I looked over his podcast guests for the last year and noticed that among his tech-focused guests, almost all white, almost all men, almost none of them are women. A rough count of eight podcasts (nine if you stretch) with accompanying commentary only produced two women, both economists. Klein’s brand is the guy who does the reading, the big ideas guy. So it’s worth asking what he’s reading and whose ideas he considers big. While he probably wouldn’t disagree with Gebru or Crawford or Noble on the substance, his current body of commentary is pulled toward the perspectives of people who have the most to gain from the technology’s expansion and the least exposure to its costs.

One of the tricky things about consumer AI tools like Claude and Gemini is that the experience varies widely depending on the person using it, and it’s not always clear why. I have spent a lot of time learning the tools so I can advise around them in my work, and this variance of experience has become a frustrating part of the deal.

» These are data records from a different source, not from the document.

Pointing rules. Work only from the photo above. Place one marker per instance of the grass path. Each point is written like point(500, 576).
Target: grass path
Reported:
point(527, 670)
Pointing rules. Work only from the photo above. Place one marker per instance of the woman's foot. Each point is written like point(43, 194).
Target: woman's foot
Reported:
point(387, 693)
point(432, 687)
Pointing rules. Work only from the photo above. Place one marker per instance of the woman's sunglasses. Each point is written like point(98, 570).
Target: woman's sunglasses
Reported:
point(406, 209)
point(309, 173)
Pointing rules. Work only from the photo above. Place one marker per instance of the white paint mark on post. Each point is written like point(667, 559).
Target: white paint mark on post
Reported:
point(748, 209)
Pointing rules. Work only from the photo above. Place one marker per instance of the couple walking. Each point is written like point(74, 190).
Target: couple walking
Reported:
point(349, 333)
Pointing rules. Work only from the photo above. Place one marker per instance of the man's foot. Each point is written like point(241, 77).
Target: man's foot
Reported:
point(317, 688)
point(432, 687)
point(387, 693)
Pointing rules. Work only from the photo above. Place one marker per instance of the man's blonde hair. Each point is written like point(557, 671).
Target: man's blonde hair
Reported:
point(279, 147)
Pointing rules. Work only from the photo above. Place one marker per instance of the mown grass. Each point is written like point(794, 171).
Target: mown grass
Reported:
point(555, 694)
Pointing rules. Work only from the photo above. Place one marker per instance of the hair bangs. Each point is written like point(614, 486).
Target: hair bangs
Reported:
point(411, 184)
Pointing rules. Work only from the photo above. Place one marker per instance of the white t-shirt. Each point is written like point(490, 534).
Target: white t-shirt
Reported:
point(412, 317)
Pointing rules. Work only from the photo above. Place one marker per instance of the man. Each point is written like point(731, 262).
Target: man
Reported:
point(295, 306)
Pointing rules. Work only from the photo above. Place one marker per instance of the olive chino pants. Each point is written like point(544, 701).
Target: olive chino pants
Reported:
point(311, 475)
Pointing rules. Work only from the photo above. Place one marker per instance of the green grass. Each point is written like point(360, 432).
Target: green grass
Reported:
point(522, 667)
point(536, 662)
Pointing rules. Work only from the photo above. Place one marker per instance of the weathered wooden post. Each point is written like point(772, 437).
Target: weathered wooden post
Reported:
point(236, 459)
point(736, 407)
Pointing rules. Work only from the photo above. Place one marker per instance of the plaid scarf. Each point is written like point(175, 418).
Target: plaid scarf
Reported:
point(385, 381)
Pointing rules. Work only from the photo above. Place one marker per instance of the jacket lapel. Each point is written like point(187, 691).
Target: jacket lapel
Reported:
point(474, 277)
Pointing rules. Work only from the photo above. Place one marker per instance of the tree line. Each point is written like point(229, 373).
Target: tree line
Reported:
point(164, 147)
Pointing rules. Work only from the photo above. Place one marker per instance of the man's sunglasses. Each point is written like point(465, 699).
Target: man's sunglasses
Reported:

I manage a team of writers and creatives at work, and we are expected to have familiarity with the tools, despite complex and sometimes hostile feelings about the political and environmental implications around this sector. That’s quite a pickle, organizationally, managerially. Borrowing from Haraway, I thought okay, what if we take these tools seriously as a team of writers and creatives and put our professional standards up against them?

Among other exercises, I did a couple of comparisons on my team that are helpful for creating discussion around the “plausibility” question. People dismiss LLMs outputs as being merely plausible answers, rather than accurate or factual ones. And that’s correct, they are, and that’s the design. In many cases, plausibility is fine. Take Wikipedia, for example, which we understand to be a pretty good source, a plausible source, unless you’re writing a formal paper requiring original sources.

I digress – ultimately we needed to understand together that LLMs are not a WYSIWYG tool and talk through the implications.

I asked everyone to run the same paper through their LLM of choice, prompting it for a plain language summary. We then copied and pasted it into a shared doc, and compared and contrasted for discussion. Upon discussion, we had several takeaways, including that they were all similar in spirit but sometimes varying wildly in style and approach.

Knowing that algorithms are responsive and not static, we did it again later in the day, and copied and pasted our outputs into the shared doc. We compared and contrasted the difference between AM and PM. Again, it was similar in spirit but varied in style and approach. Some changed dramatically. One team member whose morning summary had been jokey and conversational received a much more staid and serious version in the afternoon.

At the time, I asked Claude to explain the variance: “Even with the same prompt and source material, LLMs don’t produce identical outputs each time. This is by design — there’s a degree of randomness (called “temperature”) in how the model selects words, which means each run produces a slightly different path through the text.”

Anyway, this got our gears turning on how (and whether) to approach LLMs as a team and as individuals and led to good group discussion. (It’s important to create space for criticism and critical approaches here.) It also gave us more confidence as a team responding to this new layer of complexity in our work, and helping our professional contacts and peers think about how to approach the tools and when and whether to use them. There will be tasks where AI-based tools are “good enough,” and tasks where they are not.

The swirl of mystery and speculation around this sector have people up in arms, and it’s useful to have approaches that give people firsthand experience, and to see how the experience works for others. The god trick of the singular interface turns out to be a bear for navigating it in the workplace, where our work is foundational, prosocial and specific.